Entre le VIIIe et le XIIe siècle, Mr Skirda estime
le nombre de victimes à plusieurs centaines de milliers d’êtres
humains, auxquels il faut ajouter un million de prisonniers réduits à la
servitude, s’ajoutant au million de tués du fait de la conquête
mongole.
Le total des victimes de la traite des Slaves entre le VIIIe et le XVIIIe siècle est évalué en millions par Mr Skirda. Ce prélèvement catastrophique a
largement contribué au retard économique de l’Europe orientale par
rapport à l’Europe occidentale qui, comme l'Amérique, a bâti son essor et sa richesse sur l'esclavage slave pour les uns, africain pour l'autre. C'est ainsi que "la Renaissance" a débuté en Italie, le pays qui a été le premier importateur / exportateur de Slaves.
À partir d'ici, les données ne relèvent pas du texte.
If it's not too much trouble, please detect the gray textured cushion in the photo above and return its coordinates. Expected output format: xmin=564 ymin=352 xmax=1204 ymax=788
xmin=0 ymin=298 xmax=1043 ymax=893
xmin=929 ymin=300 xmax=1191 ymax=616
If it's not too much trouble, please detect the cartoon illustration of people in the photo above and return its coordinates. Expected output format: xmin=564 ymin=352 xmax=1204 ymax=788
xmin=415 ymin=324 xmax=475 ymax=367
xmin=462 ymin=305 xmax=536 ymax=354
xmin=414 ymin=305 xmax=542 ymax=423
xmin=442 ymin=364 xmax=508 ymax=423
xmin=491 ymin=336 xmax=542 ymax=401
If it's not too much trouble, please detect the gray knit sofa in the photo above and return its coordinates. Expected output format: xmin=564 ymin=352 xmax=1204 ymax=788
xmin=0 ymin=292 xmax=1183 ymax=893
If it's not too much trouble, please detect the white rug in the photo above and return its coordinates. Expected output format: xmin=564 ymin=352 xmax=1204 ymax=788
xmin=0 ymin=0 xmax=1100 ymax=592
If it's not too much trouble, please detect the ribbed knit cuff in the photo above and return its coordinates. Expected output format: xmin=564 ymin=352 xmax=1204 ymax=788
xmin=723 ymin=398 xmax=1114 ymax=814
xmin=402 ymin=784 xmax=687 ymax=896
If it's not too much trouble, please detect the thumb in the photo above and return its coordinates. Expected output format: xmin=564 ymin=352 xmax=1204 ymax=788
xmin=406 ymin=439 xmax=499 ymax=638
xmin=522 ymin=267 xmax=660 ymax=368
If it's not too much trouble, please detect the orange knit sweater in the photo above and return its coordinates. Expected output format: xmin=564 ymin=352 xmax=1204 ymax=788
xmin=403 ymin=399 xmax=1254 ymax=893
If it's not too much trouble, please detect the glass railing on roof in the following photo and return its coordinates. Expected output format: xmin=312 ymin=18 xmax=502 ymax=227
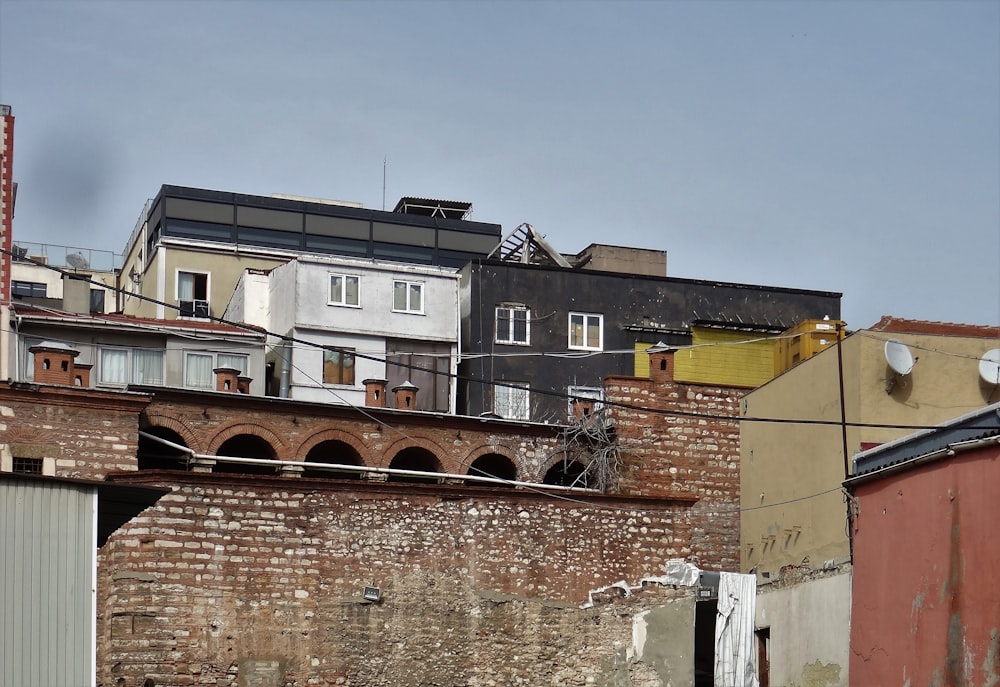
xmin=12 ymin=240 xmax=124 ymax=272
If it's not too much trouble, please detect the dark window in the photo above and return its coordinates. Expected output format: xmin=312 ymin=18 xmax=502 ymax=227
xmin=323 ymin=351 xmax=354 ymax=385
xmin=90 ymin=289 xmax=104 ymax=312
xmin=236 ymin=227 xmax=302 ymax=248
xmin=10 ymin=281 xmax=48 ymax=298
xmin=11 ymin=456 xmax=42 ymax=475
xmin=163 ymin=219 xmax=233 ymax=242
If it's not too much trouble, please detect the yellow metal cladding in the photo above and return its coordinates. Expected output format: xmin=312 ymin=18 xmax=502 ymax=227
xmin=676 ymin=327 xmax=774 ymax=387
xmin=635 ymin=343 xmax=653 ymax=377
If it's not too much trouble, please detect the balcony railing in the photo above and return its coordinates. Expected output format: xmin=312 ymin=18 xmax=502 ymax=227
xmin=12 ymin=241 xmax=124 ymax=272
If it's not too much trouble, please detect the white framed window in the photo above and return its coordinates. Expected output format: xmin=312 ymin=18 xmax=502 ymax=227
xmin=569 ymin=312 xmax=604 ymax=351
xmin=184 ymin=353 xmax=215 ymax=389
xmin=97 ymin=347 xmax=164 ymax=386
xmin=327 ymin=274 xmax=361 ymax=308
xmin=566 ymin=386 xmax=604 ymax=419
xmin=323 ymin=349 xmax=354 ymax=386
xmin=392 ymin=279 xmax=424 ymax=314
xmin=177 ymin=270 xmax=210 ymax=319
xmin=493 ymin=382 xmax=531 ymax=420
xmin=496 ymin=304 xmax=531 ymax=346
xmin=184 ymin=352 xmax=248 ymax=389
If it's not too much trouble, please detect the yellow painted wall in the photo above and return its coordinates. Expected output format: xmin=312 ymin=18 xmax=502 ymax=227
xmin=674 ymin=327 xmax=774 ymax=387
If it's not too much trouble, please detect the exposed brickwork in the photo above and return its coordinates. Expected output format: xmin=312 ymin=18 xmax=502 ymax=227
xmin=98 ymin=472 xmax=690 ymax=687
xmin=0 ymin=384 xmax=149 ymax=479
xmin=143 ymin=390 xmax=580 ymax=482
xmin=605 ymin=366 xmax=745 ymax=570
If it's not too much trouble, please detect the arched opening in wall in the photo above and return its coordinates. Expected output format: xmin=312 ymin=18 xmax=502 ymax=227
xmin=542 ymin=460 xmax=587 ymax=487
xmin=136 ymin=427 xmax=189 ymax=470
xmin=302 ymin=439 xmax=364 ymax=479
xmin=389 ymin=446 xmax=441 ymax=484
xmin=468 ymin=453 xmax=517 ymax=487
xmin=212 ymin=434 xmax=278 ymax=475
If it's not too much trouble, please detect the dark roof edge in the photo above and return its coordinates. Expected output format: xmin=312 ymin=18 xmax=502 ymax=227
xmin=471 ymin=259 xmax=844 ymax=298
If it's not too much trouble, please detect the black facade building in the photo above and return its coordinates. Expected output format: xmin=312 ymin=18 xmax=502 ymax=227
xmin=458 ymin=260 xmax=841 ymax=422
xmin=137 ymin=185 xmax=500 ymax=268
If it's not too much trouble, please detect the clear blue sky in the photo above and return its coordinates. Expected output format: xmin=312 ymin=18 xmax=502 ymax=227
xmin=0 ymin=0 xmax=1000 ymax=328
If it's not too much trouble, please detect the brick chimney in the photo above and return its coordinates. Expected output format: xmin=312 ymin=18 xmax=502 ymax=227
xmin=570 ymin=398 xmax=594 ymax=420
xmin=392 ymin=381 xmax=420 ymax=410
xmin=212 ymin=367 xmax=240 ymax=394
xmin=28 ymin=341 xmax=80 ymax=386
xmin=361 ymin=379 xmax=389 ymax=408
xmin=646 ymin=341 xmax=677 ymax=384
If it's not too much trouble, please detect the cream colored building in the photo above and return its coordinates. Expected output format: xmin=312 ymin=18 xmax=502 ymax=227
xmin=740 ymin=317 xmax=1000 ymax=576
xmin=740 ymin=317 xmax=1000 ymax=687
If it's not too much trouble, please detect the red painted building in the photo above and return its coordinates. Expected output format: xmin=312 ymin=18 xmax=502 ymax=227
xmin=847 ymin=404 xmax=1000 ymax=687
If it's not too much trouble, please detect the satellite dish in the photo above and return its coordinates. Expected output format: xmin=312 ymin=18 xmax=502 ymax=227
xmin=66 ymin=253 xmax=90 ymax=270
xmin=885 ymin=339 xmax=913 ymax=375
xmin=979 ymin=348 xmax=1000 ymax=386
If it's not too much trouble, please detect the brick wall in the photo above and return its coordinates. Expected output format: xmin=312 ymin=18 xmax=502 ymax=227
xmin=0 ymin=384 xmax=149 ymax=479
xmin=605 ymin=366 xmax=745 ymax=570
xmin=98 ymin=471 xmax=690 ymax=687
xmin=143 ymin=390 xmax=580 ymax=482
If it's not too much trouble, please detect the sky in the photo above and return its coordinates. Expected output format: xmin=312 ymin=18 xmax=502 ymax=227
xmin=0 ymin=0 xmax=1000 ymax=329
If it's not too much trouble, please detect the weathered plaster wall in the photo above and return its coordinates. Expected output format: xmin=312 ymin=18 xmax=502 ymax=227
xmin=754 ymin=566 xmax=852 ymax=687
xmin=98 ymin=472 xmax=693 ymax=687
xmin=851 ymin=445 xmax=1000 ymax=687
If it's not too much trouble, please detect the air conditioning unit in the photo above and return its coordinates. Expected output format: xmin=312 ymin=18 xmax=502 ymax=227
xmin=178 ymin=300 xmax=208 ymax=319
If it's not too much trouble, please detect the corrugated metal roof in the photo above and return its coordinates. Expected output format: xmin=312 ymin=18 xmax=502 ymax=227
xmin=869 ymin=315 xmax=1000 ymax=339
xmin=847 ymin=403 xmax=1000 ymax=483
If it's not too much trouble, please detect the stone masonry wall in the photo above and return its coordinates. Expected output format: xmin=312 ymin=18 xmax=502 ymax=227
xmin=0 ymin=384 xmax=149 ymax=479
xmin=98 ymin=472 xmax=690 ymax=687
xmin=605 ymin=377 xmax=745 ymax=570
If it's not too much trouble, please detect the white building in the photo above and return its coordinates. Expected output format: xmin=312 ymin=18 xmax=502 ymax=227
xmin=225 ymin=256 xmax=459 ymax=413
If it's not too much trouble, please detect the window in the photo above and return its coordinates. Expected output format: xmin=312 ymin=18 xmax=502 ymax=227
xmin=392 ymin=281 xmax=424 ymax=313
xmin=493 ymin=382 xmax=529 ymax=420
xmin=177 ymin=272 xmax=208 ymax=318
xmin=569 ymin=312 xmax=604 ymax=351
xmin=90 ymin=289 xmax=104 ymax=312
xmin=97 ymin=348 xmax=164 ymax=386
xmin=11 ymin=456 xmax=44 ymax=475
xmin=323 ymin=350 xmax=354 ymax=386
xmin=496 ymin=305 xmax=530 ymax=346
xmin=184 ymin=353 xmax=247 ymax=389
xmin=566 ymin=386 xmax=604 ymax=419
xmin=329 ymin=274 xmax=361 ymax=307
xmin=10 ymin=281 xmax=48 ymax=298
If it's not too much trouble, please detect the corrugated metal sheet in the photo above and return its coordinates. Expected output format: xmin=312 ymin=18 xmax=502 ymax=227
xmin=0 ymin=481 xmax=97 ymax=687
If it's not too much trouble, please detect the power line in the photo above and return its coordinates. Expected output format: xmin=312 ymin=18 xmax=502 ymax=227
xmin=0 ymin=247 xmax=1000 ymax=431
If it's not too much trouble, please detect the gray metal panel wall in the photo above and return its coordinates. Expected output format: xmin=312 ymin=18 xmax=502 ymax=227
xmin=0 ymin=481 xmax=97 ymax=687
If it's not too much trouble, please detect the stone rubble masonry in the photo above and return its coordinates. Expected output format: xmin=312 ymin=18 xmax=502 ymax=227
xmin=605 ymin=368 xmax=746 ymax=570
xmin=0 ymin=383 xmax=149 ymax=479
xmin=98 ymin=471 xmax=692 ymax=687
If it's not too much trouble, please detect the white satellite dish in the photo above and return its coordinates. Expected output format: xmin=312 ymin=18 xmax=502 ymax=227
xmin=885 ymin=339 xmax=913 ymax=375
xmin=979 ymin=348 xmax=1000 ymax=386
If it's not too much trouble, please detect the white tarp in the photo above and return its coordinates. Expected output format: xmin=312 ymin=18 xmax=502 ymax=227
xmin=715 ymin=572 xmax=759 ymax=687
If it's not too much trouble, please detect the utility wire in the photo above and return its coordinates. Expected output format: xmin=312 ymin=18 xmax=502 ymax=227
xmin=0 ymin=247 xmax=1000 ymax=431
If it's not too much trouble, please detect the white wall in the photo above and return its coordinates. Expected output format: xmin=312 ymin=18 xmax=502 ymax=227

Mr Skirda attribue la renaissance économique occidentale des Xe et XIe siècles aux profits réalisés par les marchands italiens grâce à la
traite des Slaves, de la même manière que l’essor du capitalisme en Angleterre, en France, en Belgique, etc. est essentiellement du aux profits réalisés grâce à la
colonisation et à la traite des Nègres (la fortune de Bordeaux a été faite grâce au trafic d'esclaves pour l'Amérique).
Hannibal GENSERIC
Notes :
1) Alexandre Skirda, La Traite des Slaves : l’esclavage des Blancs du VIIIe au XVIIIe siècle, Editions de Paris Max Chaleil, octobre 2010.
Historien et essayiste, Alexandre Skirda, né en 1942 de parents réfugiés
de la guerre civile, est un spécialiste du mouvement révolutionnaire
russe. Il a publié dans la même collection Nestor Makhno, le cosaque libertaire, Les anarchistes russes, les soviets et la révolution de 1917, Le Socialisme des intellectuels de Makhaïski (traduction et présentation).
2) Dimitri E. Michine, Sakalibas, slavanié v islamskom miré (Sakalibas, les Slaves dans le monde musulman), 2002.
3) Radhânites :aristocratie marchande du monde juif médiéval dont le
nom persan, signifiant « connaisseur des routes », évoque le rayonnement
mondial de l’Orient à l’Europe et à l’Extrême-Orient. Mr Jacques Attali
rend hommage à leur connaissance des langues les plus variées et à leur
sens des affaires qui les rendirent indispensables dans les relations
entre le monde arabe et la chrétienté, notamment au cours du Haut Moyen
Age (cf. Les Juifs, le monde et l’argent, Paris 2002). Des
auteurs persans et arabes attestent le rôle des Radhânites dans la
traite esclavagiste et leur spécialité de la castration des esclaves
(par exemple Ibn Kordabeh, maître des postes persan en 847, ou Ibn
Hankel, auteur arabe du Xe siècle).
4) Georges Young, Constantinople des origines à nos jours, Payot, Paris 1948.